The Government has thrown down a challenge to education unions and State education bureaucracies by announcing a Coalition-style package of school accountability and performance improvement measures.

At today’s National Press Club address, the Prime Minister announced that as a condition of new Commonwealth funding, the Commonwealth will demand from the States national performance information requirements sufficient for parents to be able to decide whether to move their children to better-performing schools and governments to be able to prioritise resources to under-performing schools.

Mr Rudd also flagged performance pay for teachers, saying that high-performing teachers should be rewarded and retained within the education sector, and that top university graduates should be encouraged to take at least a temporary educational role, with accelerated courses and incentive payments if they do so.

If implemented, the package would amount to the biggest shake-up in education management in decades, and flies directly in the face of teachers’ unions’ campaigns against performance tables and performance pay.
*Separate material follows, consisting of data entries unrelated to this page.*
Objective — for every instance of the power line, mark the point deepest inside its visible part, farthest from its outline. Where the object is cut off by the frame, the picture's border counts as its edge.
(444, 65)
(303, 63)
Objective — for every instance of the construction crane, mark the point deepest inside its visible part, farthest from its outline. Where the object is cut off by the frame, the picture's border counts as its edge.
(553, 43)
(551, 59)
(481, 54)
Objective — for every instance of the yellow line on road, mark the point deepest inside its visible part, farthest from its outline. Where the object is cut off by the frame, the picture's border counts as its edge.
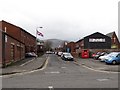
(27, 72)
(94, 69)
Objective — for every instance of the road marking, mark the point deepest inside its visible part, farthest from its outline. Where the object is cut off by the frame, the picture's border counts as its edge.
(27, 62)
(95, 69)
(55, 72)
(63, 67)
(27, 72)
(50, 87)
(102, 80)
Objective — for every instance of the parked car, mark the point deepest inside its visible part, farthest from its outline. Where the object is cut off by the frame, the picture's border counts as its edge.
(113, 58)
(102, 58)
(49, 52)
(60, 53)
(100, 54)
(67, 57)
(30, 54)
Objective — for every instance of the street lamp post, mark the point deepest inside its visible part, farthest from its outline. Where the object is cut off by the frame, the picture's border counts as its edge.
(36, 37)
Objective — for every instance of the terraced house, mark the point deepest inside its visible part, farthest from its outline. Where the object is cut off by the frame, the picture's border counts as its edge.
(14, 42)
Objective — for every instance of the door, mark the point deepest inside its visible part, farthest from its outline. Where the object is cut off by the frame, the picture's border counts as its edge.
(12, 52)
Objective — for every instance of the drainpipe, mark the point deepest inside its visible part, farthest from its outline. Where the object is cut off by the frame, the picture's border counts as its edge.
(3, 49)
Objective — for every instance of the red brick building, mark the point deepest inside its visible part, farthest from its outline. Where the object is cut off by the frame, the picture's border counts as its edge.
(15, 42)
(114, 40)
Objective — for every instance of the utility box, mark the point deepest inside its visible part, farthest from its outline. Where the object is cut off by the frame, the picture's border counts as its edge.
(85, 53)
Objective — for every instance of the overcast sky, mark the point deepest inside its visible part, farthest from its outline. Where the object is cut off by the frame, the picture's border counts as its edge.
(62, 19)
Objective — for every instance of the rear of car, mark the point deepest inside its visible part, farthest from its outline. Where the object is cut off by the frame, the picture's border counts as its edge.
(67, 57)
(113, 59)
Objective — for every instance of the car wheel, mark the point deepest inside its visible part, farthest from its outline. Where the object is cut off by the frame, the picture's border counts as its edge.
(114, 62)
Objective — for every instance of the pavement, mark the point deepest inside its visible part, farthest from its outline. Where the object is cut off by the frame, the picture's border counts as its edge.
(97, 65)
(25, 65)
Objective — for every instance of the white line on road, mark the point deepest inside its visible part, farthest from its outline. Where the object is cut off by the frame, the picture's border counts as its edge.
(50, 87)
(27, 62)
(102, 80)
(55, 72)
(94, 69)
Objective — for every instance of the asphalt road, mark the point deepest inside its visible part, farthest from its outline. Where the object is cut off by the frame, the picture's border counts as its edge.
(62, 74)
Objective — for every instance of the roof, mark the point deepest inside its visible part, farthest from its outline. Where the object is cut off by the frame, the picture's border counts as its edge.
(110, 34)
(19, 28)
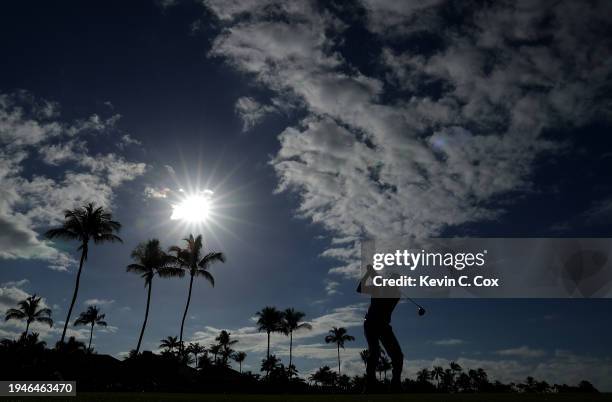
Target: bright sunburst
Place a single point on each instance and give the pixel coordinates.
(193, 208)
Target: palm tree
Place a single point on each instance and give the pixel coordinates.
(270, 363)
(214, 350)
(269, 320)
(365, 355)
(196, 349)
(190, 258)
(239, 357)
(169, 343)
(338, 336)
(85, 224)
(150, 260)
(30, 312)
(225, 341)
(437, 374)
(292, 322)
(91, 317)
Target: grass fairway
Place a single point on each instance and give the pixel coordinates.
(159, 397)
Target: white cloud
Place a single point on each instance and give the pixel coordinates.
(9, 297)
(98, 302)
(522, 351)
(127, 140)
(16, 284)
(251, 112)
(366, 163)
(31, 130)
(152, 192)
(449, 342)
(331, 287)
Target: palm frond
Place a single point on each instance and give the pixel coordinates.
(170, 272)
(106, 237)
(45, 320)
(210, 258)
(14, 314)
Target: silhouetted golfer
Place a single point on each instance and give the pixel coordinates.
(377, 328)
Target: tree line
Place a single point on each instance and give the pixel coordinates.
(94, 225)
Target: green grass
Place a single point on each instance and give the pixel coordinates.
(155, 397)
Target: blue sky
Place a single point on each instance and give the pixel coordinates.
(315, 125)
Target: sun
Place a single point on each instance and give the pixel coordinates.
(194, 208)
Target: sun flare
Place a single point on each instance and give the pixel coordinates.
(193, 208)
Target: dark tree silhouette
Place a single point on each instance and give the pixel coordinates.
(437, 373)
(269, 320)
(271, 363)
(29, 311)
(195, 349)
(364, 354)
(423, 375)
(239, 357)
(291, 322)
(169, 343)
(190, 258)
(150, 260)
(324, 376)
(92, 316)
(85, 224)
(338, 336)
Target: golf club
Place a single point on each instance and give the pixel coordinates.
(421, 310)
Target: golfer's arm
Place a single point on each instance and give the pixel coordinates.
(363, 287)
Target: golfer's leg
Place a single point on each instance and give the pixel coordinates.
(372, 335)
(391, 345)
The plan to bring in temporary top-flight graduates is also likely to get unions off-side.

The Coalition immediately claimed the package for its own, declaring it was composed of measures it had advanced under the Howard Government. The response of Rudd and Deputy Prime Minister Julia Gillard was to argue the Howard Government had carried out 24 educational reviews and not done anything.

On top of the welfare-truancy initiatives, the package will burnish the Government’s credentials with more conservative voters and may further stir the ALP Left, but Rudd’s rhetoric was of the sort that suggested no backdown.
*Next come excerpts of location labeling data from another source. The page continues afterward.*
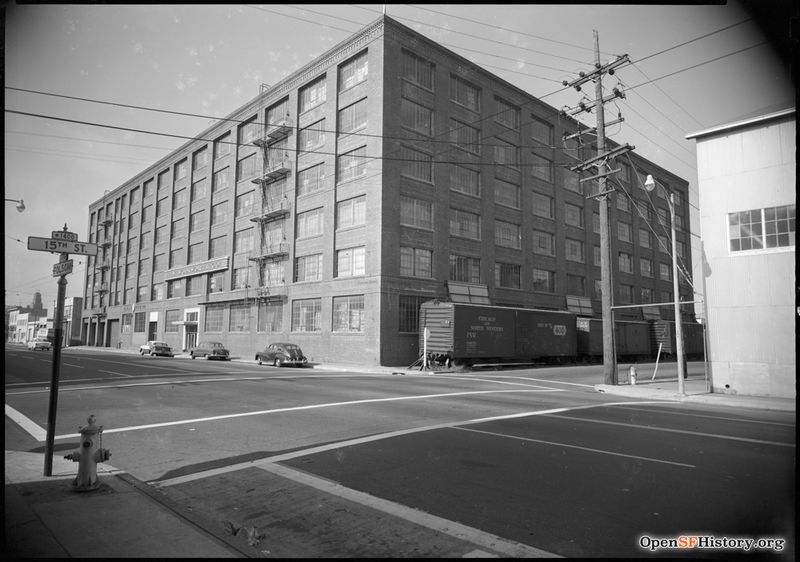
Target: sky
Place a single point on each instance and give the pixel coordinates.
(693, 67)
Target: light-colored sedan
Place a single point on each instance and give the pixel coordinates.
(154, 348)
(40, 343)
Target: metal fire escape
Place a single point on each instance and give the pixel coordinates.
(275, 208)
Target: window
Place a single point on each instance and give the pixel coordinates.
(465, 224)
(772, 227)
(270, 317)
(200, 159)
(507, 234)
(507, 114)
(465, 180)
(624, 232)
(644, 238)
(244, 204)
(350, 262)
(181, 169)
(623, 203)
(408, 310)
(311, 137)
(574, 250)
(353, 71)
(174, 288)
(307, 315)
(464, 93)
(240, 318)
(351, 165)
(310, 179)
(216, 282)
(542, 205)
(465, 137)
(505, 153)
(416, 164)
(348, 314)
(219, 213)
(308, 268)
(199, 190)
(543, 243)
(214, 315)
(508, 275)
(416, 117)
(248, 131)
(417, 70)
(313, 94)
(309, 223)
(465, 269)
(138, 321)
(544, 280)
(221, 180)
(576, 285)
(194, 285)
(416, 213)
(172, 316)
(573, 215)
(541, 168)
(415, 262)
(241, 276)
(625, 262)
(246, 167)
(542, 131)
(180, 199)
(353, 117)
(219, 246)
(351, 213)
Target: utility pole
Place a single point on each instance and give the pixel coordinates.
(601, 162)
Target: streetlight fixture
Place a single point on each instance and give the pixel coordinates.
(19, 202)
(650, 185)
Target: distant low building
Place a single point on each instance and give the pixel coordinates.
(747, 183)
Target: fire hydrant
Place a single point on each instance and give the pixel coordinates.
(87, 457)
“I cannot understand why public institutions such as schools should not be accountable to the community that funds their salaries and running costs,” Rudd said, anticipating that there would be considerable “argy-bargy” with the States in negotiations. He also strongly backed the principle of parents moving their children to better performing schools, saying that was ultimately the point of performance information.

By linking additional funding for disadvantaged schools to the new framework, Rudd is continuing his COAG tactic of trying to bribe State Governments to sign onto a national approach.

As we saw with water, this approach doesn’t always necessarily produce good outcomes. And with education, State Governments won’t have farmers and irrigators in their ears, they’ll have the considerably more powerful teachers’ unions.

Rudd has all care but no responsibility for this package — he won’t be the one teachers are striking against when State Government seek to introduce performance benchmarks and close underperforming schools. Even so, this’ll garner the right sort of headlines in The Daily Telegraph and The Herald-Sun, and that’s at least part of the point of the Education Revolution.